BUSINESS SPOTLIGHT

Imam and Firoozeh Tabari at their Robson Street store.

BCB HONEY FARM
Honey — Fresh Out Of the Comb

Beginning with a farm in South Surrey, then popping up at local Farmer’s Markets around the region, BCB Honey Farm recently opened its second location at the West End’s Robson Market.

A physician and researcher from Iran, Dr. Iman Tabari was interested in preventative medicine using healthy diets and herbal remedies to prevent and fight common illnesses. He came to Canada with the dream of producing medicinal honey.

Prior to coming to Canada Tabari had performed extensive research, the first of its kind, on the effects of honey collected from “medicinal plants”. He realized that he needed a location that was ideal for such production and found Canada to be among the best options.

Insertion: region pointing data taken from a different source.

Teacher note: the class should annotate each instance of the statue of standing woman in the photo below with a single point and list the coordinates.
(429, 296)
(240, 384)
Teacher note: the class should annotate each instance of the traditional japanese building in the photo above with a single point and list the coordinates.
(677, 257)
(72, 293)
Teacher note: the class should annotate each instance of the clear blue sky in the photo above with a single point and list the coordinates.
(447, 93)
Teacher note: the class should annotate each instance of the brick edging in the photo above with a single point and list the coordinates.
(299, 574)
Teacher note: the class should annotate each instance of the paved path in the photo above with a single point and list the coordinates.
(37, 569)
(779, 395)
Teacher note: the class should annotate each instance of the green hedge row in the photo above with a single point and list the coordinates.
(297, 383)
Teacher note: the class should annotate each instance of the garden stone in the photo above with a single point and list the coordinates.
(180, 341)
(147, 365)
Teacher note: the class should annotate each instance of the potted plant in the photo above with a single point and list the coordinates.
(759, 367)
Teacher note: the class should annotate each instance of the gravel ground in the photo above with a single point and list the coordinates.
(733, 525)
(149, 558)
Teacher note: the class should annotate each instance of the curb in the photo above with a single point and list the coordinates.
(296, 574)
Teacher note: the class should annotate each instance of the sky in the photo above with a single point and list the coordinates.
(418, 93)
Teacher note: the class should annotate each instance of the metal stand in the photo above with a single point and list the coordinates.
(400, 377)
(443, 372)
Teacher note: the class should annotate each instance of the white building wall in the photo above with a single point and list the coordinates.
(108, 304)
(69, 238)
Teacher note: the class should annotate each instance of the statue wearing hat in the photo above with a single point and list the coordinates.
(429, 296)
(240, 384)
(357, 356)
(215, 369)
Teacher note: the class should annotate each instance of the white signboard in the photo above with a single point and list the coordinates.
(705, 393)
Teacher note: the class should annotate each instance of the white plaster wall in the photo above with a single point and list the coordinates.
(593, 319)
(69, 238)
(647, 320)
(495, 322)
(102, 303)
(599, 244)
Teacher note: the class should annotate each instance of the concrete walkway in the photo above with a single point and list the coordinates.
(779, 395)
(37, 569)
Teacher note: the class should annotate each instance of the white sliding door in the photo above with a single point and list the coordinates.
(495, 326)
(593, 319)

Dr. Iman Tabari tending his hives.

Dr. Iman Tabari tending his hives.

For research purposes, he started with 50 hives and discovered that there is a demand for pollinating honey bees among BC fruit growers, who had been dependent on the import of bees from other provinces to pollinate their crops.

The bee population in North America is in a steady decline, and it became Tabari’s mission to revive the B.C. bee population. He now has thousands of hives throughout the Lower Mainland and Peace River in an effort to make B.C. independent from imported bees.

His bees provide pollination services for a wide variety of crops: blueberry, cranberry, raspberry, and other local harvests found in British Columbia. Until opening a drive-through store on his farm and the Robson outlet, most of his honey had been exported internationally.

The honey you’ll find at BCB Honey Farm outlets contains raw, pure, and unpasteurized honey, harvested from ethically managed hives in farms around the Lower Mainland, using organic practices on non-GMO crops. Their specialty is cold-extracted raw clover honey.

As Tabari’s website explains, “For commercial honey to stay liquid and have a longer shelf-life, it must be filtered. In order to filter honey, it needs to be heated to some degree to be able to pass through a filter. Unfortunately, during the pasteurization process, most, if not all of the goodness from the honeycomb is lost due to the heat. All the vitamins, enzymes, and nutrients are thereby destroyed. Pasteurized honey sold in stores is just a “sweetener” from honey.”

Tabari’s raw honey is unpasteurized and unfiltered. “It retains the goodness of the honeycomb: the bee pollen, propolis, royal jelly,” he adds.

Clover honey, raspberry honey, lavender honey — try them all and find your favourite. Take a drive to rural Surrey on a sunny autumn day, pop by the Robson street outlet, or visit the West End Farmer’s Market (1100 block Comox) any Saturday through October 30 to find a new world of honey flavors.